Second, and again, this is not an insurance solution, but it is a risk management solution, there's got to be continued investment in firewalls and monitoring traffic on the computer systems. As I mentioned, one of the things that stands out to me with these claims in particular, it is amazing how many days these scammers spend on our clients' email systems before they actually execute the scam. They're very patient, they get on there and after the client has done the recon of where did the breach happen, how did it happen, what we find out is that these scammers have been on the system for over 200 days!

And what are they looking at? They're looking at who are the people responsible for sending and receiving wire instructions. They are looking at the internal chain of command. So who are the people that are giving approvals? They look at the language that people use, how do they talk about approvals, so that when that email comes in, it looks and sounds and seems perfectly fine and normal. And so I'm just going to bounce through that very quickly. So getting better firewall protection in place and keeping those hackers off your system is a significant risk management tool. And last... Go ahead, Eric.

Eric Jesse: Yeah, I was going to ask, is there an insurance solution that you see here? What would you advise our clients to still do on the insurance front?

Lynda Bennett: Well, on Don't Take No for an Answer, we have a few bedrock principles. First one is read your policy language, read the policy language. Eric, you made reference to it a couple of minutes ago. Insurers are denying these social engineering claims on a regular basis. And the facts matter. The policy language matters. And so when you get a denial, you got to call us because we have had success in getting carriers to pay. And as you said, particularly on the crime policies, you have claims representatives who don't even understand how these policies work, or how this endorsement works to their policies.

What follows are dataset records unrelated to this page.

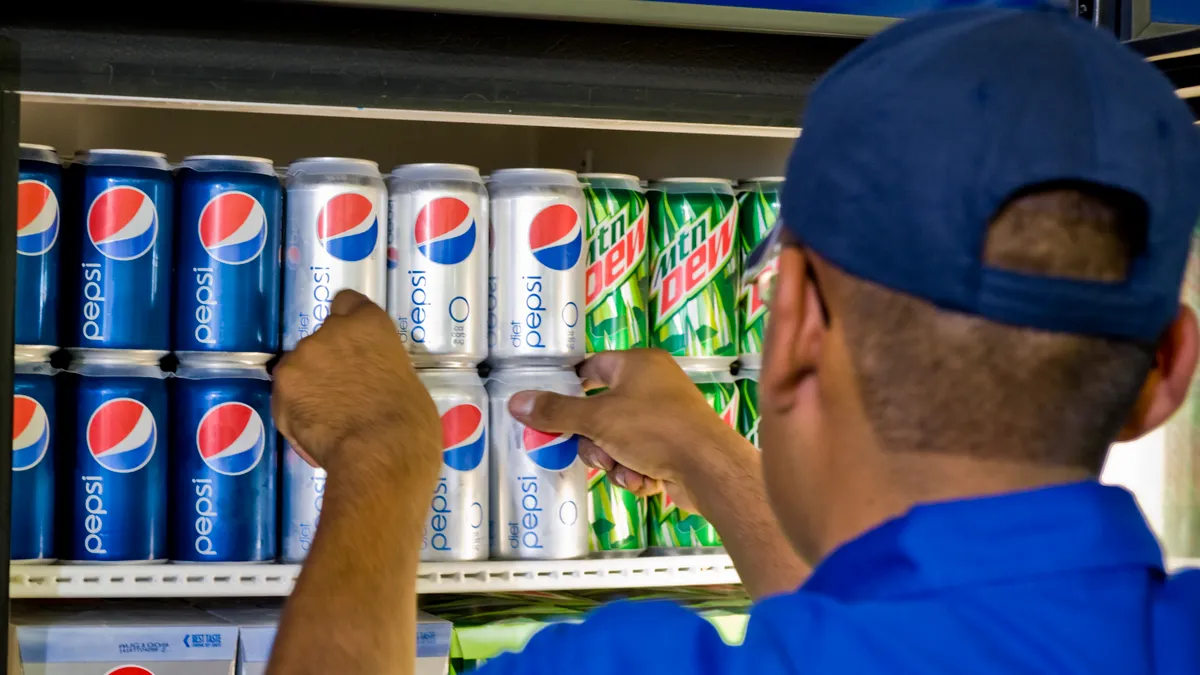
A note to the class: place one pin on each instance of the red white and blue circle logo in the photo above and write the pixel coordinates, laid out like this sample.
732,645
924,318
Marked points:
348,227
463,437
37,217
553,452
231,438
30,432
445,231
233,227
121,435
123,222
556,237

Eric Jesse: All right, well, we're almost out of time here, but Lynda, I'm going to ask you just last question here. Why don't you take a look into your crystal ball? What do you see in the future for this coverage as maybe the cyber market is starting to soften a little bit? Do you see it coming back?

Lynda Bennett: I think that we've got a real problem having it come back, unless the training and the firewall protection and the other risk management tools get put in place and are effective. It's going to be a challenge. What about you, Eric? You going to take the opposing view?

Eric Jesse: No, I think you're right. I think there needs to be this widespread risk management that addresses this issue. And I think once the carriers start to see that, maybe that will relax these requirements. But I think it's going to be a little while before we get there, but time will tell.

Lynda Bennett: Well, if nothing else, we're going to have everybody humming Call Me Maybe for the rest of the day.

Eric Jesse: Yeah, exactly.

Lynda Bennett: Thanks for joining me, and we'll look forward to seeing everybody next time.

Eric Jesse: Absolutely. Take care, everyone.